The Fight to Get Back to Normal Is a Political Dead End
We may be exhausted by the effects of the pandemic, but the desire to return to business as usual is a blind alley. The pandemic is simply one facet of the broader crises we face — crises that were forged in yesterday’s normal.

There is still political potential in the state of affairs the pandemic has created. (Ross Sneddon / Unsplash)

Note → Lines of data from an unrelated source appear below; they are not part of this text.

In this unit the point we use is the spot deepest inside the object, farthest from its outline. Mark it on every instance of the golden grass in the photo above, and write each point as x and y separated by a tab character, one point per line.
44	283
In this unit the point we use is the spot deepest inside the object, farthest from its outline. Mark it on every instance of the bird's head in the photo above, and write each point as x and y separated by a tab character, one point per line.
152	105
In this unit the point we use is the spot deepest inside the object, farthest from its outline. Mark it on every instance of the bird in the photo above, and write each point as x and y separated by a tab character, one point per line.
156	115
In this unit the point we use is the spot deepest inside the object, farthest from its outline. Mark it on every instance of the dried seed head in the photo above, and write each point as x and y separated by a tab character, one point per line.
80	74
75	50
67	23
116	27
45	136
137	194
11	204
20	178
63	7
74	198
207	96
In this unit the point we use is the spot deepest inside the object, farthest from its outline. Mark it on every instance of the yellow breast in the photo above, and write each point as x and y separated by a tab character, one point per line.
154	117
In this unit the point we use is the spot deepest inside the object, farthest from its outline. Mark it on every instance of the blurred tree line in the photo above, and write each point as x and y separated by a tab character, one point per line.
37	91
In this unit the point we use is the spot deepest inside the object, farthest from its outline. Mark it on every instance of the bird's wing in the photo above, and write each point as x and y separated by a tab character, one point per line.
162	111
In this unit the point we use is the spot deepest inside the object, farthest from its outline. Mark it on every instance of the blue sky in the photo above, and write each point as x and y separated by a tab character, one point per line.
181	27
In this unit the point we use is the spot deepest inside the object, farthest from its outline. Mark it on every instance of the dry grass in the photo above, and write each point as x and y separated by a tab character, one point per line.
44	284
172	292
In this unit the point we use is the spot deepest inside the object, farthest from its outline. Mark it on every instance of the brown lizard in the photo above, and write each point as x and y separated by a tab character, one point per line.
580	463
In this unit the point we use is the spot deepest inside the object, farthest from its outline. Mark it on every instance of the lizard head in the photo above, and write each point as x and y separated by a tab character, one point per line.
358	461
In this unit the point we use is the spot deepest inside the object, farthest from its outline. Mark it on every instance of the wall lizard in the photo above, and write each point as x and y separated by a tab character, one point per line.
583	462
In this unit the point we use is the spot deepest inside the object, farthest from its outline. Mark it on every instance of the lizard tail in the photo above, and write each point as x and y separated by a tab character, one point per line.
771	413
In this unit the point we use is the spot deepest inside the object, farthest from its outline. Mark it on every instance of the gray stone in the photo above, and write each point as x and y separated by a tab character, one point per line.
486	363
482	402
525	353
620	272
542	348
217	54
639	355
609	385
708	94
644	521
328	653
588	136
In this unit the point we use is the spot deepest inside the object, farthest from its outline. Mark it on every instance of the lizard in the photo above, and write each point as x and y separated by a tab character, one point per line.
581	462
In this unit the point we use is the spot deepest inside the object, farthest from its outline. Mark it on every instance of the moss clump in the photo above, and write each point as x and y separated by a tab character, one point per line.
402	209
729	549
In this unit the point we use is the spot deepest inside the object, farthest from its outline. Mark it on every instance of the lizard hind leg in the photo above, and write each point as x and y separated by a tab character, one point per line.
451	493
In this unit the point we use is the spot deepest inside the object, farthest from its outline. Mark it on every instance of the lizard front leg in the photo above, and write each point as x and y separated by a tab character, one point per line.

Early on, the coronavirus pandemic was experienced as a novel socio-viral jolt. The rush of closures and shutdowns, alarming as they all were, could equally be accompanied by a sense of giddy intrigue. At the time, this was understandable — initially, the prospect of what seemed to be an interim stint of home cocooning didn’t seem so bad. Those of us lucky enough not to have been immediately designated “essential” hunkered down in anticipation of an interruption lasting perhaps a few weeks before we returned to something like normal.
Two years later, the everyday “vibe” of the pandemic has changed entirely. To say nothing of the death and sickness that is constantly in the background — and sometimes the foreground — of pandemic life, novelty has given way to annoyed familiarity as we ride the wave of the “new normal.” Lockdowns, quarantines, distancing, masking, vaccinations, boosters. Been there. Recently, some optimism has resurfaced as pandemic restrictions have lifted across much of the globe in the wake of the Omicron wave, but we may still be stuck in the same monotonous loop.
This sketch of the quotidian trajectory of the pandemic has a certain mirror image in political and ideological life. From within the novel stage of the pandemic, political possibility could be seen everywhere. Could the “essential worker” category prompt a broad reconsideration of work and its value in places where, for decades, labor had been under attack? Could the massive mobilization of state institutions across the globe induce a renewed look at state capacity and the ends to which it could be put? Could collective vulnerability to the virus lead to a questioning of the individualistic doctrines that have featured so prominently in the political arenas of capitalist countries for the last several decades? Could we finally articulate a retort to Margaret Thatcher’s infamous insistence that society does not exist? Could unequal vulnerability to the virus lead to a serious effort to combat the widening of the gap between rich and poor both within and between states? All these questions were, at various times in the last two years, on the table.